5. The water-cooling type condenser of claim 4, wherein

the first communication part and the second communication part of the end plate are formed to protrude toward the gas-liquid separator.

6. The water-cooling type condenser of claim 5, wherein

the end plate is a clad member of which a surface in contact with the core part is formed as a clad surface, and inner circumferential surfaces of the first communication part and the second communication part are formed as a clad surface and are joined to the penetration connector and the non-penetration connector.

7. The water-cooling type condenser of claim 4, wherein

the gas-liquid separator is a clad member having an outer circumferential surface formed as a clad surface, and the penetration connector and non-penetration connector are joined to the outer circumferential surface of the gas-liquid separator.

8. The water-cooling type condenser of claim 1, wherein

the penetration connector and the non-penetration connector include, respectively, step parts formed between both insertion parts thereof so as to protrude in an outer diameter direction.

9. The water-cooling type condenser of claim 8, wherein

both side surfaces of the step parts of the penetration connector and the non-penetration connector are formed asymmetrically, one side surfaces of the step parts are formed as flat surfaces so as to correspond to a shape of a surface of the end plate with which the one side surfaces of the step parts are in contact, and the other side surfaces of the step parts are formed as arc-shaped curved surfaces so as to correspond to a shape of a surface of the gas-liquid separator with which the other side surfaces of the step parts are in contact.

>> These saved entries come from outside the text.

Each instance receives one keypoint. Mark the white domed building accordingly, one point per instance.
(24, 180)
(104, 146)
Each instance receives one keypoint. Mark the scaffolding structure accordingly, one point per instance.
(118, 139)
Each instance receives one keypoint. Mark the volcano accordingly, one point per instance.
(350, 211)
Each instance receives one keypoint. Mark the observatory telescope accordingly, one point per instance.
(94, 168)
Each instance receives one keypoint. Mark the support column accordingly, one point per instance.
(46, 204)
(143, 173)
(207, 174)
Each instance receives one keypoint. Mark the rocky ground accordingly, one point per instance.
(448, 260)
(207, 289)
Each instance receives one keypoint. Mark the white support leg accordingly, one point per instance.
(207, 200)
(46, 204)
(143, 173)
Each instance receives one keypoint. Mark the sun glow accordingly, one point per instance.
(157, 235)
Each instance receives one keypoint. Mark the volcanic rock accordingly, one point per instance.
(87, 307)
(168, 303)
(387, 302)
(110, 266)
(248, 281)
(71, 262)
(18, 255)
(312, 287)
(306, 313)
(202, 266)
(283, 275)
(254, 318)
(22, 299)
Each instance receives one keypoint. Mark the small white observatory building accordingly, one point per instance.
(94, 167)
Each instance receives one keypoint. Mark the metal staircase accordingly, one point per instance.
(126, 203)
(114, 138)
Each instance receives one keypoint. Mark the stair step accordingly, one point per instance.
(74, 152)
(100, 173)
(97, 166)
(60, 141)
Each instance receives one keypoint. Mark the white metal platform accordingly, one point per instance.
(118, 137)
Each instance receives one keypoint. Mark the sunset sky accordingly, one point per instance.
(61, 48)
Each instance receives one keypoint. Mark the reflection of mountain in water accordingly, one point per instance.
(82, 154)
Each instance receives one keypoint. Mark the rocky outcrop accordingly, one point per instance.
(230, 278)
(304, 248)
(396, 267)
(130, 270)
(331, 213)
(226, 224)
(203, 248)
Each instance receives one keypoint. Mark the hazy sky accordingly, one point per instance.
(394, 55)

10. The water-cooling type condenser of claim 8, wherein

one or more of the penetration connector and the non-penetration connector include seating grooves concavely formed in side surfaces of the step parts facing the gas-liquid separator, and clad rings formed of a clad material are inserted into the seating grooves.

11. The water-cooling type condenser of claim 10, wherein

one or more of the penetration connector and the non-penetration connector are joined to the gas-liquid separator by melting the clad rings.

12. The water-cooling type condenser of claim 8, wherein

in the non-penetration connector, the both insertion parts, the step part, and a blocking part blocking a space between the both insertion parts are formed integrally with each other by cutting a material having a block or rod shape.

13. The water-cooling type condenser of claim 8, wherein

outer circumferential surfaces of the both insertion parts of the penetration connector are formed as a clad surface.

14. The water-cooling type condenser of claim 1, wherein

the penetration connector and the non-penetration connector are formed to have the same external shape except whether or not inner portions thereof are in a penetration shape.